Dataset for the First Evaluation on Chinese Machine Reading Comprehension
Yiming Cui, Ting Liu, Zhipeng Chen, Wentao Ma, Shijin Wang, Guoping Hu
TL;DR
CMRC-2017 introduces a Chinese MRC dataset with two tracks, combining large-scale automatically generated training data and human-annotated validation/test sets. It formalizes the cloze task as the triple $\\langle \\mathcal{D}, \\mathcal{Q}, \\mathcal{A} \\rangle$, with $\\mathcal{A}$ a single word from the document, and includes a transfer-learning-focused user-query track.
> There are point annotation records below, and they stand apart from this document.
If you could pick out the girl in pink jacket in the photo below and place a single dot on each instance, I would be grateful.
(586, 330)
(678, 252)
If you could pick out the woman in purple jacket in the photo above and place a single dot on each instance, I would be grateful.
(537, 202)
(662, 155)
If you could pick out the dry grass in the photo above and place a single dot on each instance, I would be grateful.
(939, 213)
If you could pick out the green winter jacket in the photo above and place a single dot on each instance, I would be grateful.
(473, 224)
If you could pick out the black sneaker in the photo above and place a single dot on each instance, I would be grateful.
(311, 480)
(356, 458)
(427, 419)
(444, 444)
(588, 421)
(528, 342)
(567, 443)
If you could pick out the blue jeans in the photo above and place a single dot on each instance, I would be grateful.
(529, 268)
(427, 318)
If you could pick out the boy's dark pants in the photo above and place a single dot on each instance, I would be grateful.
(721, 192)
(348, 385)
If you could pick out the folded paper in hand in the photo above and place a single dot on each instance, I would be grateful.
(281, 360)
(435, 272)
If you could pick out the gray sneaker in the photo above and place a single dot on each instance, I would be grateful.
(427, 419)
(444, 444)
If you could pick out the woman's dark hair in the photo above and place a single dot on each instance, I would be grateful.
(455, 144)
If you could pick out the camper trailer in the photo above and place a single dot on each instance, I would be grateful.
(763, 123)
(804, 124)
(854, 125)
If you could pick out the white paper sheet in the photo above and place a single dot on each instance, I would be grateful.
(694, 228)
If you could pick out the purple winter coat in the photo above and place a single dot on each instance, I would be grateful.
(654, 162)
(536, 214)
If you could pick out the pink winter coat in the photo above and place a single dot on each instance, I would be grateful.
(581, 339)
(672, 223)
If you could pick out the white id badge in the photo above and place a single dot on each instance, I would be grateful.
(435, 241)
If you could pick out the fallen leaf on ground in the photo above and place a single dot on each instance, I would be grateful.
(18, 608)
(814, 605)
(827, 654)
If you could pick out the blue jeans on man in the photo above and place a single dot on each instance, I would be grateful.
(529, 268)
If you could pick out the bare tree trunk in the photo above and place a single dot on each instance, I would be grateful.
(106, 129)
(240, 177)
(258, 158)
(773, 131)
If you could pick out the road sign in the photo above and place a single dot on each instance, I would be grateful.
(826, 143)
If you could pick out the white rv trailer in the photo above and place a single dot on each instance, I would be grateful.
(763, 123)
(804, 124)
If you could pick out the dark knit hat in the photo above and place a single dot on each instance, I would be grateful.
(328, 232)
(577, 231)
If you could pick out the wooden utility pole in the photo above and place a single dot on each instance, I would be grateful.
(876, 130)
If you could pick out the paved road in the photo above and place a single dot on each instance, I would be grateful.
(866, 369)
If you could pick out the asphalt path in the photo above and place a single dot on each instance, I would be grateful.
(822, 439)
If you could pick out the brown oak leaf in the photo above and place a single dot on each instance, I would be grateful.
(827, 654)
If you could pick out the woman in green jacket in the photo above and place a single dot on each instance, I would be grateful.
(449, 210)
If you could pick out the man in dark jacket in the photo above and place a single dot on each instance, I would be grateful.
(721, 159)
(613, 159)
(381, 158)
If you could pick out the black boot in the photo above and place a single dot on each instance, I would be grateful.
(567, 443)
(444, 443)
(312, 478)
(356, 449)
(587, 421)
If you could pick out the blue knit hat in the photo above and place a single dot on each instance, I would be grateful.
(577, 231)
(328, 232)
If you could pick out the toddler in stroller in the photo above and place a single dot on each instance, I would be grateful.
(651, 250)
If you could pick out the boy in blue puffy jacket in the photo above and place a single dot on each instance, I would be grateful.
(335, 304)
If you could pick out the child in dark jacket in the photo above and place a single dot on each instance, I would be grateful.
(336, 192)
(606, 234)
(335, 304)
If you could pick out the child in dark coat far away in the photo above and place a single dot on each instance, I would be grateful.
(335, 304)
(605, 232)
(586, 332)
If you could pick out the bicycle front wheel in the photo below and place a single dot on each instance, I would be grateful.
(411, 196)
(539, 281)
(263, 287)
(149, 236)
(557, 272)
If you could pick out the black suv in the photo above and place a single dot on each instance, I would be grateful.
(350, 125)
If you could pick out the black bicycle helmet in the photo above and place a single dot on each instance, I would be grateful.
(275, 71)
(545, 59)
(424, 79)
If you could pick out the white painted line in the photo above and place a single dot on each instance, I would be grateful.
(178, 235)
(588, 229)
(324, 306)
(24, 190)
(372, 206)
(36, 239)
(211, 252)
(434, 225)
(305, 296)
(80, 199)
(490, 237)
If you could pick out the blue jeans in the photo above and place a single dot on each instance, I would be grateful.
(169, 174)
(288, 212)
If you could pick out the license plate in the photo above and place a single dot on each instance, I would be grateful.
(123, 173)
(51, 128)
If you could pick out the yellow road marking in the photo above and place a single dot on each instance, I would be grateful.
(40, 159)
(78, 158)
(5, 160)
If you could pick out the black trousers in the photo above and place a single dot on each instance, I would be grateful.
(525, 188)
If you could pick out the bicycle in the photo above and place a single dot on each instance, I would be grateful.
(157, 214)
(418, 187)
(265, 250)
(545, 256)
Baselines include Random Guess, Top Frequency, AS Reader, and AoA Reader, with AoA achieving strong results on the cloze track, while the user-query track exposes a domain-adaptation gap. Releasing the full dataset and evaluation framework aims to accelerate Chinese MRC research and enable fair cross-system comparisons.
Abstract
Machine Reading Comprehension (MRC) has become enormously popular recently and has attracted a lot of attention. However, existing reading comprehension datasets are mostly in English. To add diversity in reading comprehension datasets, in this paper we propose a new Chinese reading comprehension dataset for accelerating related research in the community. The proposed dataset contains two different types: cloze-style reading comprehension and user query reading comprehension, associated with large-scale training data as well as human-annotated validation and hidden test set. Along with this dataset, we also hosted the first Evaluation on Chinese Machine Reading Comprehension (CMRC-2017) and successfully attracted tens of participants, which suggest the potential impact of this dataset.